The Bridge – Sting’s 15th studio album – showcases his prolific and diverse songwriting prowess. To explore the album, please visit the newly created interactive hub: http://thebridge.sting.com

Representing various stages and styles from throughout his career and drawing inspiration from genres including rock n’ roll, jazz, classical music and folk, the eclectic album features Sting’s quintessential sound. Written and recorded over the last year in lockdown, a coterie of trusted musicians beamed into his studio remotely including Dominic Miller (guitar), Josh Freese (drums), Branford Marsalis (saxophone), Manu Katché (drums), Martin Kierszenbaum (keyboards), Fred Renaudin (synthesizer) and backing vocalists Melissa Musique, Gene Noble, Jo Lawry and Laila Biali.
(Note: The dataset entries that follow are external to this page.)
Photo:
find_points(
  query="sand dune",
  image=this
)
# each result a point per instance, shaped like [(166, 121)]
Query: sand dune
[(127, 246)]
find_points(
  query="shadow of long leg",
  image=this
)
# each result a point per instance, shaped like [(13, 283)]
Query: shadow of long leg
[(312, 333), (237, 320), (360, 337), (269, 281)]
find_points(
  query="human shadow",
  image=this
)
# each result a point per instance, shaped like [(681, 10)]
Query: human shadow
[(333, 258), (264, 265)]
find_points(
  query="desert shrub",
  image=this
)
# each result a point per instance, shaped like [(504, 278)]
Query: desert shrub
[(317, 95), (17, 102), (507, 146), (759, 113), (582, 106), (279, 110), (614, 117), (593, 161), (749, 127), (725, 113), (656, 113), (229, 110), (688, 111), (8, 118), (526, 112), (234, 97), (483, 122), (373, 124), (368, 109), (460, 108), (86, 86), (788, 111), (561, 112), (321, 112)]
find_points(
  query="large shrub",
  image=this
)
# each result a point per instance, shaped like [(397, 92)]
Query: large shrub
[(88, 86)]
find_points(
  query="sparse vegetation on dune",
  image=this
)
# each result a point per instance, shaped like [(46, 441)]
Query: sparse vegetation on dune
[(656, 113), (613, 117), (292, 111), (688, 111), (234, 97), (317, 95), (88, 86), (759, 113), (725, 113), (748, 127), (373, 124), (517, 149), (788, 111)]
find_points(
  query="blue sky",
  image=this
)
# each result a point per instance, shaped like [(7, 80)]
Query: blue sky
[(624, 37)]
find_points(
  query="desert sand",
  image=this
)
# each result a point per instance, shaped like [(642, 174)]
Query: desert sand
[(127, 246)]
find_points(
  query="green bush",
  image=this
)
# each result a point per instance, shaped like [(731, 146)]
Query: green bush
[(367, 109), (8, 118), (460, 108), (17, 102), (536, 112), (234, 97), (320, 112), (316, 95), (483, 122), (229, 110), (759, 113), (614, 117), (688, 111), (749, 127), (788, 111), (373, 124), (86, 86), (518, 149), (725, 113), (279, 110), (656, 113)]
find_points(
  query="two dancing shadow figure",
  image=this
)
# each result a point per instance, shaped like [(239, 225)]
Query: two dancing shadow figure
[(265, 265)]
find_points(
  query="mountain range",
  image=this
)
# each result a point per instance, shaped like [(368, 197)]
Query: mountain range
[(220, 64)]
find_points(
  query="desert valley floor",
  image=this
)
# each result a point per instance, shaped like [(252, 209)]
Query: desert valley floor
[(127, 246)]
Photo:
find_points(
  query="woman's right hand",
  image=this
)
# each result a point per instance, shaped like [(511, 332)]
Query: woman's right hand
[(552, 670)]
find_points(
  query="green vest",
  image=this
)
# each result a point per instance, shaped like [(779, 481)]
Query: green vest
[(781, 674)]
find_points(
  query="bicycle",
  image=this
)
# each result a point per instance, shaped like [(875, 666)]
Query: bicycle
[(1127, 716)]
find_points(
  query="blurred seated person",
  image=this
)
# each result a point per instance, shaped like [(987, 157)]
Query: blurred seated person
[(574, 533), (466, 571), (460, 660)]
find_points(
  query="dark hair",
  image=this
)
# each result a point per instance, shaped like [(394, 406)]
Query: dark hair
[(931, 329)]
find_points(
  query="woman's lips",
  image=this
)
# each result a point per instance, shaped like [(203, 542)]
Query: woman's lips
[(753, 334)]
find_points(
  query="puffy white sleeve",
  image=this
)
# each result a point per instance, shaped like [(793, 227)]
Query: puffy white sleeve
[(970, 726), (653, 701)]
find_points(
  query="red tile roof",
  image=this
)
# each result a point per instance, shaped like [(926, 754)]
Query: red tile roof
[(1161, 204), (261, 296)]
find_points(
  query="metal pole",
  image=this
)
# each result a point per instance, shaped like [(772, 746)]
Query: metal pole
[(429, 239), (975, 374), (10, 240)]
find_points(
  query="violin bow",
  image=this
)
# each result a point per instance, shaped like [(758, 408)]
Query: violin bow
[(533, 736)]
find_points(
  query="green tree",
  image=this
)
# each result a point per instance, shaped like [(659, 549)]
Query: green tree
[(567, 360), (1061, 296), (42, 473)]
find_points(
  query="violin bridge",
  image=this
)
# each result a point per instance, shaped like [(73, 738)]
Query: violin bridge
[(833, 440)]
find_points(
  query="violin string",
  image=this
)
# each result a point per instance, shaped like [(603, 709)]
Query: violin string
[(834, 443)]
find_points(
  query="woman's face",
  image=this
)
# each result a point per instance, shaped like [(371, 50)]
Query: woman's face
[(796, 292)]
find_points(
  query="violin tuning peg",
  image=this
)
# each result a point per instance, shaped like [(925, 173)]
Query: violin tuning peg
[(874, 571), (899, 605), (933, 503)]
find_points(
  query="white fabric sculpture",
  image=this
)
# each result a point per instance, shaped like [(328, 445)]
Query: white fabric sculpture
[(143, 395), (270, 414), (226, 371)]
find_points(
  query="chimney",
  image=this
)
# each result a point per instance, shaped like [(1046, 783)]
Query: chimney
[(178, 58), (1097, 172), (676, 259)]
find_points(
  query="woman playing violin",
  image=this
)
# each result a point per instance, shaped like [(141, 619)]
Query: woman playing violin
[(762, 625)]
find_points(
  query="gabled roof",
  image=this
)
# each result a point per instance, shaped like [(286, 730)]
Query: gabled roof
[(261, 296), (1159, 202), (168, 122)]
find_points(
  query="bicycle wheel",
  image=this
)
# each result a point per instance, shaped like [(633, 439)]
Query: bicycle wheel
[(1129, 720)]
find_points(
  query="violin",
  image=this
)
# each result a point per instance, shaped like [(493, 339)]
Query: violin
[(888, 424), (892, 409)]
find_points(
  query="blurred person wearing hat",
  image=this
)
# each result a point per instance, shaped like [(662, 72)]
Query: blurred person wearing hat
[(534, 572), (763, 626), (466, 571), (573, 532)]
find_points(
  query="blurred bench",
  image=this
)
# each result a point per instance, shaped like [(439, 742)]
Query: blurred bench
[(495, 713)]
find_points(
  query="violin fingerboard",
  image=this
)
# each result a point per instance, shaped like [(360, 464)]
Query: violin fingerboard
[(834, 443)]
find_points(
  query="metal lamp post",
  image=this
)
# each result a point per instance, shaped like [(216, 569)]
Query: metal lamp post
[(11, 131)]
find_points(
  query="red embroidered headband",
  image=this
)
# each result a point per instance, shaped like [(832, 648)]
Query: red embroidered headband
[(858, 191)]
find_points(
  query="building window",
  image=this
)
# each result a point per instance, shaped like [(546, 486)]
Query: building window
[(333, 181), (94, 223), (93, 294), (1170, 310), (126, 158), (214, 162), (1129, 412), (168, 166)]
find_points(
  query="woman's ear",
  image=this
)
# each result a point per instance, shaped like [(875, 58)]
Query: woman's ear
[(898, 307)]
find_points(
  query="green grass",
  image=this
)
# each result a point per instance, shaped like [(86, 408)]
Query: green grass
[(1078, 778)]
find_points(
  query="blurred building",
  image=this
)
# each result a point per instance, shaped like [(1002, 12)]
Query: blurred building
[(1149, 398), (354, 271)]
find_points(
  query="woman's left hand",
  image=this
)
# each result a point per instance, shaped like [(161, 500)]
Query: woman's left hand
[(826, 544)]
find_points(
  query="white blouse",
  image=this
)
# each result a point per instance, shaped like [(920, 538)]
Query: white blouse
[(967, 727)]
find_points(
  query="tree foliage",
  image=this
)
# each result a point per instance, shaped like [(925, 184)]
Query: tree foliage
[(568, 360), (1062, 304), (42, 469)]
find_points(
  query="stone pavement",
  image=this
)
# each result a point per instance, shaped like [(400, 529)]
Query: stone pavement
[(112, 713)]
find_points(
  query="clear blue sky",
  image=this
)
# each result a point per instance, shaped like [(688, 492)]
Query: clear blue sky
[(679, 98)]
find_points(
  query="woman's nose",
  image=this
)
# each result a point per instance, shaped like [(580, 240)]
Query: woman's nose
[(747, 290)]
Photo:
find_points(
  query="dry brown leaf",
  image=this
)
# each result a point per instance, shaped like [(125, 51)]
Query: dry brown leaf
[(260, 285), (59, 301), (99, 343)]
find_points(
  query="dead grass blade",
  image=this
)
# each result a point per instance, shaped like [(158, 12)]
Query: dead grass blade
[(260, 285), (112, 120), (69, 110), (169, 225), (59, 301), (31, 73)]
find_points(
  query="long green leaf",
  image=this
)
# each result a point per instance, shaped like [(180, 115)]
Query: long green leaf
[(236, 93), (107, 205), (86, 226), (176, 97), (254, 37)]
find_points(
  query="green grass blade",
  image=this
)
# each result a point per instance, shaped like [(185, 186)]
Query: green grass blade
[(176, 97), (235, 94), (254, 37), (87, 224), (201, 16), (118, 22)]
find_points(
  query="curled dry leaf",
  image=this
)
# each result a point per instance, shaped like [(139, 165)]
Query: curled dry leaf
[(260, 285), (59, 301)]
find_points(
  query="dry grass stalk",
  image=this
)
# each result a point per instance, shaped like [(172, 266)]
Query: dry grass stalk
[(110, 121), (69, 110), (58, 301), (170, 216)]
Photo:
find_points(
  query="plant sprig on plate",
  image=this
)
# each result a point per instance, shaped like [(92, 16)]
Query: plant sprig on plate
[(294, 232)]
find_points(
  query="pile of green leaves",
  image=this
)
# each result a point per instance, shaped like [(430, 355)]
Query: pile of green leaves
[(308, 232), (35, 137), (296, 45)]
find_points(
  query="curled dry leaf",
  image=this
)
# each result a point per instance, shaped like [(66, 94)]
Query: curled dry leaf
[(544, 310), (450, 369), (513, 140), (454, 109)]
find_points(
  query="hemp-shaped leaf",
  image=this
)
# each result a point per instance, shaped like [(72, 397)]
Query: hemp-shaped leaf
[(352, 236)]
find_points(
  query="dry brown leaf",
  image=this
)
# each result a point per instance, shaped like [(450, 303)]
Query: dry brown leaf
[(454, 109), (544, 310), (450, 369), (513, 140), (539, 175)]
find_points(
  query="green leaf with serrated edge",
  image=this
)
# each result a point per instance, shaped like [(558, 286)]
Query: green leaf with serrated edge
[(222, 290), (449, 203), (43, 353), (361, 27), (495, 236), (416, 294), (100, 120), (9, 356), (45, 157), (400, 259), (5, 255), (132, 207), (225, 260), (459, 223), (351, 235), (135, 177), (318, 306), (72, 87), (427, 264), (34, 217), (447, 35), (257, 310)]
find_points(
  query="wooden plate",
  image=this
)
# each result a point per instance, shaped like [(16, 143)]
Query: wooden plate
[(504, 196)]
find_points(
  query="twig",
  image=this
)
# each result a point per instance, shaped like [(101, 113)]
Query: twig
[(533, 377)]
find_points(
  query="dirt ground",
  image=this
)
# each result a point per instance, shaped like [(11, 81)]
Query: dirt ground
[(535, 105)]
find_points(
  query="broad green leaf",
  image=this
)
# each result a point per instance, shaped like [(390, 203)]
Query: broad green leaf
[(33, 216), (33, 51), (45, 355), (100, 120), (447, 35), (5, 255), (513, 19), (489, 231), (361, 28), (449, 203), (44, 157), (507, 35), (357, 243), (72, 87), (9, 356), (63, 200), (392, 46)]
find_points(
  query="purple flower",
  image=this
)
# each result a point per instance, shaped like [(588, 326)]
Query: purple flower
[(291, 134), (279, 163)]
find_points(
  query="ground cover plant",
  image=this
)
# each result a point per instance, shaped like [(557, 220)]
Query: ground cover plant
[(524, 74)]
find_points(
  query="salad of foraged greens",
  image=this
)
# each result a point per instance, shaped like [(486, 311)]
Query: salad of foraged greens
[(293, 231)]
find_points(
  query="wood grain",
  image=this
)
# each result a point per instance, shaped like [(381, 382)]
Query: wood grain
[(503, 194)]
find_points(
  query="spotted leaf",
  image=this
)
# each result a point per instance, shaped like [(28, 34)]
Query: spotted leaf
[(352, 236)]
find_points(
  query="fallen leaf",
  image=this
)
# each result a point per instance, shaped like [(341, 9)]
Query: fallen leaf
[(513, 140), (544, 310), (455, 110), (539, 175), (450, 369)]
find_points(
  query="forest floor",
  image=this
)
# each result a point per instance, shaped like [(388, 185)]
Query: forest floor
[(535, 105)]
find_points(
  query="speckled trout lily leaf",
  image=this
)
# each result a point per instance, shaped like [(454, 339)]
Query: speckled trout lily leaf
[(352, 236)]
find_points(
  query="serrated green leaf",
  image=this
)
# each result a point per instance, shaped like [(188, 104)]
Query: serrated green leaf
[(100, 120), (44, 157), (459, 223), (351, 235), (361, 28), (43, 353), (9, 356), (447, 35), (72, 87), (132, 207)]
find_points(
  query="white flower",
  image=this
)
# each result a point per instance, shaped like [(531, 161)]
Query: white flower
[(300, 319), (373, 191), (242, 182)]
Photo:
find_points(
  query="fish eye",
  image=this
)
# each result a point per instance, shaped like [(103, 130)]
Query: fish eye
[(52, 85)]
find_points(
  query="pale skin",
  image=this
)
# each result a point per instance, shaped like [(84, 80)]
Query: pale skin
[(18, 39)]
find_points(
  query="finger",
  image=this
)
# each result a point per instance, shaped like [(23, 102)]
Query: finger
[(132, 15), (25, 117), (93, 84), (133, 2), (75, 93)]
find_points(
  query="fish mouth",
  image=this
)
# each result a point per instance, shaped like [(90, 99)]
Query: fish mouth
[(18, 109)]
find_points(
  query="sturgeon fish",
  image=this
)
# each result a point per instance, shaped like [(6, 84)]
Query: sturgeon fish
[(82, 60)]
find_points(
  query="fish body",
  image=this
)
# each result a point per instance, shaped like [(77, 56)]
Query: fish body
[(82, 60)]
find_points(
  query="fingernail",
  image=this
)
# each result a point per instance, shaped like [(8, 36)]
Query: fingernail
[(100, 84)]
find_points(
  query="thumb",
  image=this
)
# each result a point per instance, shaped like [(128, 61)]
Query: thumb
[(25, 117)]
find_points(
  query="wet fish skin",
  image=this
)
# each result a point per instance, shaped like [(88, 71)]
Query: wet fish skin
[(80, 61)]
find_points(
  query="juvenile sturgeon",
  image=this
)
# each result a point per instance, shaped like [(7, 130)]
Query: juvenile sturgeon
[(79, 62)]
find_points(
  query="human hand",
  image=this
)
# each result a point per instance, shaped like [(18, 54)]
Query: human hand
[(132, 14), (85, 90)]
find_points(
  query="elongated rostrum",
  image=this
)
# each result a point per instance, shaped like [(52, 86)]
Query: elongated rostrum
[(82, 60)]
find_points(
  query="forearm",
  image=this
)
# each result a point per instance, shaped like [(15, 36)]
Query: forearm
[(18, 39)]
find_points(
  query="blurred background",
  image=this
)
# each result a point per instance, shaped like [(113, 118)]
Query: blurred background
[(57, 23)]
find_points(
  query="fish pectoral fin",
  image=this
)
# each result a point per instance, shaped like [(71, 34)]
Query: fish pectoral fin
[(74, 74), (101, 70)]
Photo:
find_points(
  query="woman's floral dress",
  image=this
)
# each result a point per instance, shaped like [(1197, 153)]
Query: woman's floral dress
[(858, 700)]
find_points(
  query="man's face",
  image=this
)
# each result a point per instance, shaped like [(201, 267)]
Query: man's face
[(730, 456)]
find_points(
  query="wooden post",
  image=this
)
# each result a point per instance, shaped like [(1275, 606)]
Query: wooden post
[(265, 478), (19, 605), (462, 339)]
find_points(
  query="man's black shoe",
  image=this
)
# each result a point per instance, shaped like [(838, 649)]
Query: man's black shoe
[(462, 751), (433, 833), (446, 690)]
All songs on The Bridge are produced by Sting and Martin Kierszenbaum, except “Loving You” produced by Sting, Maya Jane Coles and Martin Kierszenbaum. The album was mixed by Robert Orton, engineered by Donal Hodgson and Tony Lake, and mastered by Gene Grimaldi at Oasis Mastering.

Fans can also get an intimate glimpse into the musician’s everyday life as he prepared to launch the new album on his weekly web TV series, ‘On the Bridge.’